I know the project is currently in bad shape as new maintainers are seeked, I hope everything will get back in order.
I've never tried threading with easysnmp but have had success with multiprocessing. Could you try using that instead?
Thank you for the suggestion but it is not possible to pass from threading to multiprocessing without changing a lot of code because the memory needs to be shared...
Do you understand anything from the logs ?
Unfortunately I do not. Personally I have little experience with threading and I do not know how the library was written. I see that threads 24090 and 24086 are called simultaneously (stack step 9) like you said from your first comment and they call netsnmp_walk at stack step 3. Thread 24086 seems to have already sent PDUs and is currently trying to sync the responses. Thread 24090 instead calls py_log_message from interface.so. Is the thread throwing an error because it's trying to lock an interface that hasn't been released yet (and hasn't been told to wait until available)?
By interface do you mean network interface ? In my code I do not have any lock. The threading occurs only to fetch data using SNMP, fill a dictionary and wait for other threads to stop. If I am right the dictionary structure is thread-safe in Python thus my code seams correct on this point. The only problem that could possibly occurs may be if in a way easysnmp or net-snmp do not manage well threads, right ?

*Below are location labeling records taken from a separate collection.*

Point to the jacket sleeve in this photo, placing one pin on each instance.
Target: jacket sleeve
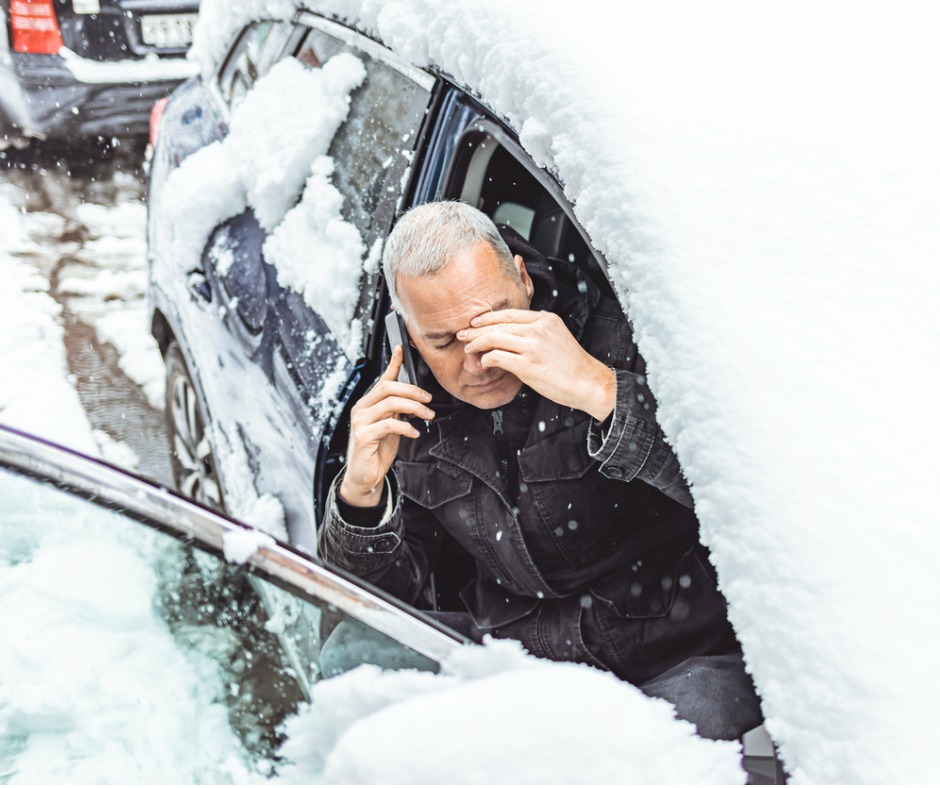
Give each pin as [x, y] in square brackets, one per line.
[631, 444]
[396, 555]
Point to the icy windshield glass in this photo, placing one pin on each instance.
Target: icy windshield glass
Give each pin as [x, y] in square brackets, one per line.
[128, 653]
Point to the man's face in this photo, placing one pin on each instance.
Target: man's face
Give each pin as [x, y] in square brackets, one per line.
[441, 304]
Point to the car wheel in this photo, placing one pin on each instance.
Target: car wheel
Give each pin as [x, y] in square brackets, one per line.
[193, 463]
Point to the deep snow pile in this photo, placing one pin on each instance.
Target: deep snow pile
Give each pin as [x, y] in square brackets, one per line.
[763, 183]
[495, 716]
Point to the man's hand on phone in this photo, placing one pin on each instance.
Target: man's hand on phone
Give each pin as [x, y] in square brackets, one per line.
[538, 348]
[376, 428]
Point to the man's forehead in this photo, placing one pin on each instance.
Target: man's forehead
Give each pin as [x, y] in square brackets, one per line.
[445, 325]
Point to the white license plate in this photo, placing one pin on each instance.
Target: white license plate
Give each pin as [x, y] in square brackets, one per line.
[167, 31]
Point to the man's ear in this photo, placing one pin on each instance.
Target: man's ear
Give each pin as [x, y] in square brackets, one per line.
[524, 276]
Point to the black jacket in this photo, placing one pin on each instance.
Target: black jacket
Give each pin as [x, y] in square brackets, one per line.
[585, 543]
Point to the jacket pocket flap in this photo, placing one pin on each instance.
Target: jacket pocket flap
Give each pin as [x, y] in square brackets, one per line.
[647, 589]
[429, 485]
[560, 456]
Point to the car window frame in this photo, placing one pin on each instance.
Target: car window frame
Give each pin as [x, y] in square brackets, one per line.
[291, 570]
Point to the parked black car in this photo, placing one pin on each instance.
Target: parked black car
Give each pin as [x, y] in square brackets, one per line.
[268, 344]
[273, 375]
[88, 68]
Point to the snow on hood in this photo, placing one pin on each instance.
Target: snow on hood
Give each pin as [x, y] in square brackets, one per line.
[495, 715]
[763, 182]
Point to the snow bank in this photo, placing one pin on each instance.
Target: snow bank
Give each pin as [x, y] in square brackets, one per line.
[494, 715]
[268, 167]
[95, 688]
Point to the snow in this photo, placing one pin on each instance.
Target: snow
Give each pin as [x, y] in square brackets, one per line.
[314, 251]
[62, 719]
[239, 546]
[478, 722]
[29, 324]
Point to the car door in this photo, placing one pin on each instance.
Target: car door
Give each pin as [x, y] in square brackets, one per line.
[147, 639]
[322, 308]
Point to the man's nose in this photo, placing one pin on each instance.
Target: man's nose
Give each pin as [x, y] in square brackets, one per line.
[473, 363]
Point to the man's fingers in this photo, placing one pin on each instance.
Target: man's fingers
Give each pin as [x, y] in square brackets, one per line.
[374, 433]
[396, 406]
[394, 366]
[510, 362]
[506, 316]
[392, 387]
[495, 339]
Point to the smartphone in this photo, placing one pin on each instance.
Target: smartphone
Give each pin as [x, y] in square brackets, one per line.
[398, 335]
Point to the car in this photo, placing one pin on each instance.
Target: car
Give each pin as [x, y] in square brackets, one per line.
[149, 639]
[751, 217]
[303, 356]
[89, 68]
[140, 635]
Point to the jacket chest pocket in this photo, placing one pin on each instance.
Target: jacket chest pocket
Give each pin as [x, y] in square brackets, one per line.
[432, 486]
[560, 456]
[649, 587]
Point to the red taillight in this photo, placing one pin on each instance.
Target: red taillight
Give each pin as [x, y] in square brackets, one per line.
[156, 113]
[35, 27]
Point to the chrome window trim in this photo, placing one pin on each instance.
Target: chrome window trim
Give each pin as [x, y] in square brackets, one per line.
[371, 47]
[156, 506]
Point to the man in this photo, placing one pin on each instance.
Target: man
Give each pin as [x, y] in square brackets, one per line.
[532, 441]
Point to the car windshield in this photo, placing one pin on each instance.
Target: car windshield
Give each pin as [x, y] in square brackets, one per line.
[126, 650]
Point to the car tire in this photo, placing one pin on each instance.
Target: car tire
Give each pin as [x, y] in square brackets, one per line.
[192, 460]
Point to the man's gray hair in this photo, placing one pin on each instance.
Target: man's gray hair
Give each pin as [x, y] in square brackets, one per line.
[429, 237]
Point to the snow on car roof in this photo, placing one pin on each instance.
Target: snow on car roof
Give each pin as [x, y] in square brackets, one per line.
[763, 183]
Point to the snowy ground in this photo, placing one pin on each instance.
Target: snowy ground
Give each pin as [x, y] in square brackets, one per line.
[76, 233]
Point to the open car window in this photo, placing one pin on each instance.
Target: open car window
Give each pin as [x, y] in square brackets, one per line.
[90, 591]
[488, 169]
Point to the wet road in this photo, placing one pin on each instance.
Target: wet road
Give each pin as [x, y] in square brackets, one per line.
[54, 187]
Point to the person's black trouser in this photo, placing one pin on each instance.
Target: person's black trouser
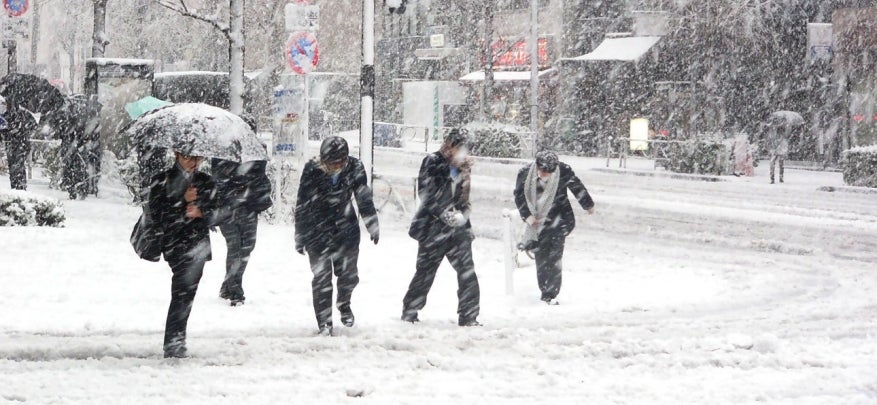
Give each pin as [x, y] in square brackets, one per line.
[184, 283]
[240, 239]
[458, 250]
[342, 260]
[549, 258]
[16, 157]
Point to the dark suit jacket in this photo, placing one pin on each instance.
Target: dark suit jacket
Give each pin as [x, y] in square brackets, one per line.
[324, 213]
[167, 209]
[560, 217]
[435, 189]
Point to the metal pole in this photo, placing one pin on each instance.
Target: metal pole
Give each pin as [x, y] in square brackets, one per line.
[367, 89]
[534, 72]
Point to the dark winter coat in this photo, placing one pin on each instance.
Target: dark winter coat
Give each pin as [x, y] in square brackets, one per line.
[437, 195]
[167, 209]
[560, 218]
[242, 189]
[324, 214]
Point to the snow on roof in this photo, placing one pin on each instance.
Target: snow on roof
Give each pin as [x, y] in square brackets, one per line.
[623, 49]
[122, 61]
[191, 73]
[502, 76]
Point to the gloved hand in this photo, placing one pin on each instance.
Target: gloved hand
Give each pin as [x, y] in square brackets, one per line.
[453, 218]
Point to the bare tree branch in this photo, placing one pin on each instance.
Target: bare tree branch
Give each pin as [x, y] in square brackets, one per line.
[180, 7]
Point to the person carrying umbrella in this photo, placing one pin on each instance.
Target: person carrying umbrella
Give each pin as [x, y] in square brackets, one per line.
[327, 227]
[180, 203]
[541, 197]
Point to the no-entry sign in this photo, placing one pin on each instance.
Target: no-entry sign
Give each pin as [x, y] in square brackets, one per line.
[16, 8]
[302, 52]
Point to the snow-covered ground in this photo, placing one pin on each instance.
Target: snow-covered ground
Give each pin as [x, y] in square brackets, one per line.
[676, 291]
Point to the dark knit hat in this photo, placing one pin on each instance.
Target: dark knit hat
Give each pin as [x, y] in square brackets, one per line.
[457, 137]
[334, 149]
[547, 161]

The complexity likely comes from the C interface which is likely not thread safe. In Python, I would usually suggest using multiprocessing anyway to be honest, the libraries work very similarly but multiprocessing is much safer as individual processes with their own memory are spawned.
I'll leave this open for tracking though in case someone wants to solve it in the future.
+1
I am too facing this problem.
I have 2 threads running, 1 periodically walks interface stuff like index, interface name, description, etc. and other thread uses this information to get values like bandwidth, interface errors, etc.
I too am in a problem where I cannot run this in multiprocess mode as you can see, I have to share the data between the threads.
Can someone fix this asap or I will have to switch to some other module.
You just need to add locking to your code @mail3dexter @LEALCorentin I can easily reproduce this issue and easily fix the issue with locking without slowing the code down all that much.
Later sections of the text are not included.